De nieuwe ontsluitingsweg door de nieuwbouwbuurt heen is bewust slingerend aangelegd om een korte en daarmee aantrekkelijke sluiproute door de buurt te voorkomen. Verder wordt doorrijden door de buurt ontmoedigd door de gehele weg als 30 km/weg uit te voeren met de daarbij passende beperkte wegbreedtes en verkeersremmende maatregelen zoals drempels / plateau's.
c. Uitgangspunt is om zoveel mogelijk de bestaande beplanting te sparen en op te nemen in het stedenbouwkundig plan. Voor wat betreft de situatie ter plaatse van de verkeersontsluiting op de Heegderweg zal daarbij een belangrijke afwegingsgrond zijn dat er een verkeersveilige en ruimtelijk heldere situatie ter plekke dient te worden gerealiseerd. De afweging omtrent het mogelijk inpassen van de twee eiken wordt in het kader van de verdere planuitwerking gemaakt. Op dit moment kan dus nog niet met zekerheid gesteld worden of de twee bomen behouden blijven.
d. Het woningbouwplan Aardhuis is gesitueerd op een plek die nu nog een agrarisch gebruik kent. De ruimtelijke situatie na woningbouw zal dan ook veranderen.

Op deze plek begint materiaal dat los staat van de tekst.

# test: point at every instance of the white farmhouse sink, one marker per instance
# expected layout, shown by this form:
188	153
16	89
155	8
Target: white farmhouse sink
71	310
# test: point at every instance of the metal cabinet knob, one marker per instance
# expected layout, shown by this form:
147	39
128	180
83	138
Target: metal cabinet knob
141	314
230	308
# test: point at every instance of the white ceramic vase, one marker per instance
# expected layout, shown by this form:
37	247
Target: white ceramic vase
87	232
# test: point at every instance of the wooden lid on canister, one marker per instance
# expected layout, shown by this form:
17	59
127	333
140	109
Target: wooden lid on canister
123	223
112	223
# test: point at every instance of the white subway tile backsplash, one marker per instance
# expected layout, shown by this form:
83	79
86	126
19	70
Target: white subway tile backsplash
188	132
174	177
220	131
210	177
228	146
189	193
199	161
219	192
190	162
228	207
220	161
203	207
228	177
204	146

Waarschijnlijk is dat zo'n verandering leidt tot enige toename van de milieubelasting op de omgeving. Om die belasting in beeld te krijgen is onderzoek uitgevoerd op het gebied van de relevante milieu-aspecten (o.a. geluid, ecologie). De onderzoeken zijn toegevoegd aan het bestemmingsplan. Uit die onderzoeken blijkt dat er geen onevenredige toename van de milieubelasting op de omgeving zal optreden. In die zin is het woningbouwplan dus uitvoerbaar.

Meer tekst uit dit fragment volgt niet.